Thalamic-Burst-DBS for Neuropathic Pain
Burst-Deep Brain Stimulation of the Thalamus for Neuropathic Facial Pain and Central Poststroke Pain: a Prospective, Randomized Cross-over Feasibility Trial
Insel Gruppe AG, University Hospital Bern
20 participants
Sep 1, 2022
INTERVENTIONAL
Conditions
Summary
Central post-stroke pain (CPSP) is a neuropathic pain syndrome and one of the major sequelae after ischemic or hemorrhagic cerebral stroke. Recently, a modified stimulation paradigm has been developed in the field of spinal cord stimulation (SCS) for a variety of neuropathic pain disorders. To date, this stimulation paradigm has not yet been evaluated systematically for deep brain stimulation to treat neuropathic pain disorders.
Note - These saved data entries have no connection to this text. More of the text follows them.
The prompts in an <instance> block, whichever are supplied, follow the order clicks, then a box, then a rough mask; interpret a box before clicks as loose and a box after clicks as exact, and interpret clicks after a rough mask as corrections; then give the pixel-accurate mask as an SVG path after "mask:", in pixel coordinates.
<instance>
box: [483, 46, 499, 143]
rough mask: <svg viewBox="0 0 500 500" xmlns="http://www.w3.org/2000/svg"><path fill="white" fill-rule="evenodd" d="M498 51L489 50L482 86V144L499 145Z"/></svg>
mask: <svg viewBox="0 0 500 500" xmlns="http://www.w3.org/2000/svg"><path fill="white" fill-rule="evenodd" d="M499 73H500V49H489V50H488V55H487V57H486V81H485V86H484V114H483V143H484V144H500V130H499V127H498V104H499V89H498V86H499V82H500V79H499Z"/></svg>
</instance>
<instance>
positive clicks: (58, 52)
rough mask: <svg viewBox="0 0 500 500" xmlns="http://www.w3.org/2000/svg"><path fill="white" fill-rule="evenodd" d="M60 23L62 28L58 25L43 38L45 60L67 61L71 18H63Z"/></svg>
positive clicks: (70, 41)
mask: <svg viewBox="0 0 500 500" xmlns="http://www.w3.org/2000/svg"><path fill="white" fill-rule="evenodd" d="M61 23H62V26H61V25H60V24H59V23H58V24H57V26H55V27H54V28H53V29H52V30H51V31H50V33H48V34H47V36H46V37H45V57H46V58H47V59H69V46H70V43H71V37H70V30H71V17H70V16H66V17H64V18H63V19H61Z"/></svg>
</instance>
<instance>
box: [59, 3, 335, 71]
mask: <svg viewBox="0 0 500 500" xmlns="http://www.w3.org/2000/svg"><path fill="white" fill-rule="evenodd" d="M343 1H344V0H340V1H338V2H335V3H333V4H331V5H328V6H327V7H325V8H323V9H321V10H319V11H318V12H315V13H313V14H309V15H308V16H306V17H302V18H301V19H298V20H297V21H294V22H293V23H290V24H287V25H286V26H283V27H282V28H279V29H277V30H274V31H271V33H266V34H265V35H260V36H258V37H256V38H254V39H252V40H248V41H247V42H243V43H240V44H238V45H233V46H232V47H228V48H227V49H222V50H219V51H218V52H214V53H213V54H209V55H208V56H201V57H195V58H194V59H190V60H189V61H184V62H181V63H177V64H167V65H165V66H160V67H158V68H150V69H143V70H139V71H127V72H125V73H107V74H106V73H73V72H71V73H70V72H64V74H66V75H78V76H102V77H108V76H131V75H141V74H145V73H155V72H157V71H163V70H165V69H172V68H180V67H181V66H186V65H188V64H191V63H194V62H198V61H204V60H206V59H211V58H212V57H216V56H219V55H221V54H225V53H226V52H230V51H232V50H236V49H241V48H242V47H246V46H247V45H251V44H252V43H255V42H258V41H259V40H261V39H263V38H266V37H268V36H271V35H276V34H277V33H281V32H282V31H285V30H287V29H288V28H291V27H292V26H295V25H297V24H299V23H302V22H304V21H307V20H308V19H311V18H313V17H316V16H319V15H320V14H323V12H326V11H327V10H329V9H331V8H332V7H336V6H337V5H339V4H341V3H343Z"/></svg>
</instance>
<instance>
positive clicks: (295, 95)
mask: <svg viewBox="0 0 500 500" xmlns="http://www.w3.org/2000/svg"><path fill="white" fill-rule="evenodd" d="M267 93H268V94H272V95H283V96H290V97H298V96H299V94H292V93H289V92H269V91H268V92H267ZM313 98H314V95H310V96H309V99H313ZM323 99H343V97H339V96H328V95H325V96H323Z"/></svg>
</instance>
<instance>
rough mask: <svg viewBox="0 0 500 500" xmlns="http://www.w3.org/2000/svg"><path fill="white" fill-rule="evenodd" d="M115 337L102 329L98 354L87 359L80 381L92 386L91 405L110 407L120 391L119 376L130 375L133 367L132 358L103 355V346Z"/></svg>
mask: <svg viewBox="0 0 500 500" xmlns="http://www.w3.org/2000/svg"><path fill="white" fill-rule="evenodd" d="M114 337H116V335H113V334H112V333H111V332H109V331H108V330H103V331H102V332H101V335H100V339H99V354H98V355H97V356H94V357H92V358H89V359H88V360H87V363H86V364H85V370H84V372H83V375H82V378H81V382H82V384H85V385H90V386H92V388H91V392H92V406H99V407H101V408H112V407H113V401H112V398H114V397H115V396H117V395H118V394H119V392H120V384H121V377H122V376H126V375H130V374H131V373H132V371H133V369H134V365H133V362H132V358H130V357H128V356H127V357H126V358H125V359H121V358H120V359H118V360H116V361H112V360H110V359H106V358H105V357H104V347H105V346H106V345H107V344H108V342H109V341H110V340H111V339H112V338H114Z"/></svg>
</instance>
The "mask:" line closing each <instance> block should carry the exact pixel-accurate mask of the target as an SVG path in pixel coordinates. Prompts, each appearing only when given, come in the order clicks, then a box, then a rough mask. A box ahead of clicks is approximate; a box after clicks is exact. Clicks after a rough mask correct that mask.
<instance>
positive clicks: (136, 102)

The purpose of this clinical investigation is to investigate if Burst-DBS of the thalamus is more effective compared to classical continuous low-frequency stimulation DBS to reduce the subjective pain intensity in patients with chronic neuropathic pain after stroke or in patients with neuropathic facial pain.
Eligibility
Inclusion Criteria8
- Signed informed consent
- Age 18-75 years
- Patients suffering from chronic (duration > 12 months) unilateral neuropathic pain caused by an ischemic or haemorrhagic cerebral stroke or
- Patients suffering from chronic (duration > 12 months) unilateral neuropathic facial pain due to one of the following causes:
- post-herpes-zoster-neuralgia,
- posttraumatic, neuropathic facial pain,
- atypical trigeminal neuralgia after surgical intervention
- Severe baseline pain intensity (VAS score > 6/10) considered as resistant to medication specific to neuropathic pain at sufficient doses and durations (including at least antiepileptics and antidepressants)
Exclusion Criteria13
- Significant cognitive impairment (total MOCA score < 1.5 standard deviations from age- and education adapted mean values),
- DSMIV axis I or II psychiatric disorder
- Relevant psychosocial risk factors (any of): history of other chronic pain syndrome, pain catastrophizing, substance abuse, secondary gain
- Contra-indication to surgery, anesthesia, or MRI
- Known or suspected non-compliance or inability to operate the DBS system
- Woman with childbearing potential
- Inability to follow the procedures of the study, e.g. due to language problems, psychological disorders, dementia. etc. of the subject
- Participation in another interventional clinical trial within 30 days prior to this trial or during the trial
- Previous enrollment into the current trial
- Enrolment of the investigator's family members, employees, and other dependent persons
- Patients who are planned to undergo diathermy, electroshock therapy or transcranial magnetic stimulation (TMS)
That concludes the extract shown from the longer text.